In September 1994, an Industrial Tribunal concluded that the insolvency practitioner had breached Section 53 of the Employment Protection (Consolidation) Act 1978 by unfairly dismissing staff and was ordered to pay costs of £381.30. In Autumn 1994, it is learnt that Mr Aiyer had pleaded guilty at the Luton Magistrates Court for breaching Section 389 of the Insolvency Act 1986. Between December 1986 and March 1993, he practised as an insolvency practitioner whilst not qualified to do so. He was given a conditional discharge for two years. Did the ICAEW not check whether the complaint was against someone who might have been acting as an insolvency practitioner whilst not qualified to do so? Perhaps, it did not really care much about complaints from one of the little people. After all, the ICAEW does not owe a ‘duty of care’ to anyone.

By November 1994, still nothing further was heard from the ICAEW. After further letters, the ICAEW officials stated that “the investigation committee decided not to prefer a formal complaint to the Disciplinary Committee. Mr. Aiyer has, however, had his licence withdrawn. That was done last autumn administratively not by disciplinary action. Arrangements have been put in hand for him to be given assistance in dismantling that part of his practise, and, of course, for the procedures to be monitored” (letter dated 22 February 1995). Subsequently, Preens were informed that  “You were not told of the withdrawal  Mr. Aiyer’s licence at the time because the practice is not to make such information publicly available until after the decision has taken final effect” (letter dated 17 March 1995). On 15 July 1996, bankruptcy proceedings were launched against Mr Aiyer in Luton County Court. Luton & Dunstable Herald and Post reported (29 August 1996) that Mr. Aiyer was bankrupted by litigation claims of around £150,000 against him.

So the ICAEW has mechanisms for quickly responding to stakeholder concerns. It does not have systems for knowing whether its members are authorised to conduct insolvency work. How does the ICAEW monitor the work of insolvency practitioners? In response to a Parliamentary debate, the Minister for Corporate Affairs acknowledged that
“the manner in which [Mr. and Mrs. Preen’s] complaints were dealt with by the Institute of Chartered Accountants was not all that it should have been. There were delays in the investigation into the complaint, and delays in communicating its progress and its outcome to Mr. and  Mrs. Preen” 

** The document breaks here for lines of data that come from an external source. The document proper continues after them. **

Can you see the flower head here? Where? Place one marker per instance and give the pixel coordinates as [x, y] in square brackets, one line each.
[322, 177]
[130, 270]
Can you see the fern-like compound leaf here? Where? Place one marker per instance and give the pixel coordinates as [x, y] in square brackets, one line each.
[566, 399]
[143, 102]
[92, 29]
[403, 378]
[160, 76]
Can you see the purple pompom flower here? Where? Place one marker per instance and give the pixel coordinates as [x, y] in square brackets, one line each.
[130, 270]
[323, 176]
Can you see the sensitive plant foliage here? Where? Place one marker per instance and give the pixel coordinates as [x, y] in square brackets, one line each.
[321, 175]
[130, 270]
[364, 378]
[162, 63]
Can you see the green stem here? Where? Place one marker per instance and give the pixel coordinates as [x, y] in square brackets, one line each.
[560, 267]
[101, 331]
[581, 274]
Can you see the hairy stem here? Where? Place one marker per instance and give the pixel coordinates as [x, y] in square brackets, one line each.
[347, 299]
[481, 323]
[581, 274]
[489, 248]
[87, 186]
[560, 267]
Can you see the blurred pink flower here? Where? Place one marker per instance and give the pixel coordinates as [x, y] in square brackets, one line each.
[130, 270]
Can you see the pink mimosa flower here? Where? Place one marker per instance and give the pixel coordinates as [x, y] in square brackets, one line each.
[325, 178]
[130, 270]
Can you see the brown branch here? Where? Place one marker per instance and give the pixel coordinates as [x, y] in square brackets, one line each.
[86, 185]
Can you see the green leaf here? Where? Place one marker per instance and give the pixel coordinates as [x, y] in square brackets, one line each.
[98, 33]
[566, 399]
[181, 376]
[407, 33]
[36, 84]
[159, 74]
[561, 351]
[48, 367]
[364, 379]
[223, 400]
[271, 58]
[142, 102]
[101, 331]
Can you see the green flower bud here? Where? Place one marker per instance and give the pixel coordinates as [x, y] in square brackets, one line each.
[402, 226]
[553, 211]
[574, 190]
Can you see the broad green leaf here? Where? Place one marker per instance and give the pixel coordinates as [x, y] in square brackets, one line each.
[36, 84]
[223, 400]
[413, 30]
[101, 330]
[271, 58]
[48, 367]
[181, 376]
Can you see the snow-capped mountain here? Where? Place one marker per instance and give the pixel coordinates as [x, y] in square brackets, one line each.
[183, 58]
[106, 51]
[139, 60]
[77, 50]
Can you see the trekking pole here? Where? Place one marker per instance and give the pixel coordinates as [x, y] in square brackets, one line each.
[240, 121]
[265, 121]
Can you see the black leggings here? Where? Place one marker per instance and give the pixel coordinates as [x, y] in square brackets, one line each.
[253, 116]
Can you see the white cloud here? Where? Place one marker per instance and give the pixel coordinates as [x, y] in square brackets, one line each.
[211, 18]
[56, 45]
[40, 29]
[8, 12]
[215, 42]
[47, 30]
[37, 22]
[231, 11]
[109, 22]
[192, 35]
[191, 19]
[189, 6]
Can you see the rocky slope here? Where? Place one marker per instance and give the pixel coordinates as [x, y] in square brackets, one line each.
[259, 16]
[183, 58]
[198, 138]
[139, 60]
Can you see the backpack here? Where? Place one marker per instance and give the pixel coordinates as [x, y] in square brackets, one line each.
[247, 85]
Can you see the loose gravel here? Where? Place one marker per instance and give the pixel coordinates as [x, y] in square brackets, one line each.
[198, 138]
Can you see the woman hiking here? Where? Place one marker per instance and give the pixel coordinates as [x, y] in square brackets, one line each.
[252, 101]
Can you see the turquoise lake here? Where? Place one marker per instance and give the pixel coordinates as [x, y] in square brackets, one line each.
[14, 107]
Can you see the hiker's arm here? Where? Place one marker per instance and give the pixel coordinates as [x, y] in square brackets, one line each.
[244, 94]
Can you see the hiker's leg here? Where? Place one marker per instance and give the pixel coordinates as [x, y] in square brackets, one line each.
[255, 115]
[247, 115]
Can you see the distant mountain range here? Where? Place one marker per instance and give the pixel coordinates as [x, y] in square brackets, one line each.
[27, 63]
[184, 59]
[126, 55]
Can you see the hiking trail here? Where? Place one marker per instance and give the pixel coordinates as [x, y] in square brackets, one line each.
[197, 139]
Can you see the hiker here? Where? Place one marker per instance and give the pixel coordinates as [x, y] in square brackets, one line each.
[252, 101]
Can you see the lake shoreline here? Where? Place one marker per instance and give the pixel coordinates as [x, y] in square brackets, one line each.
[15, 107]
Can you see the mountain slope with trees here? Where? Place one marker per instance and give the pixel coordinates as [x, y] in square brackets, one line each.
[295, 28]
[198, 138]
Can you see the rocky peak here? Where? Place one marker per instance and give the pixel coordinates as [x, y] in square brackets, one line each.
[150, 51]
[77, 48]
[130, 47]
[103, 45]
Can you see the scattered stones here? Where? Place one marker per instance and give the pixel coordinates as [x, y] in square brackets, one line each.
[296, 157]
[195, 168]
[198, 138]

Source: Hansard, House of Commons Debates, 23 October 1996, col. 118.

Despite such statements, the ICAEW  has not been obliged to compensate the Preens for any of the losses that they might have suffered because of  the shortcomings in its administrative procedures. Mr. and Mrs. Preen lost assets estimated to be around £130,000. There is no independent ombudsman to examine their case. The best the DTI could advise was that
“the position remains that the government has no power to make the ICAEW compensate him. However it is open to Mr. Preen to take legal advice as to whether any remedies under law are available to him and to proceed on the basis of that advice”.

Source: Letter from the Minister for Competition and Consumer Affairs to Austin Mitchell MP, dated 31 July 1998.

At the very least there should be an independent Ombudsman. The Minister's advice requires the Preens to spend even more money to correct a wrong doing.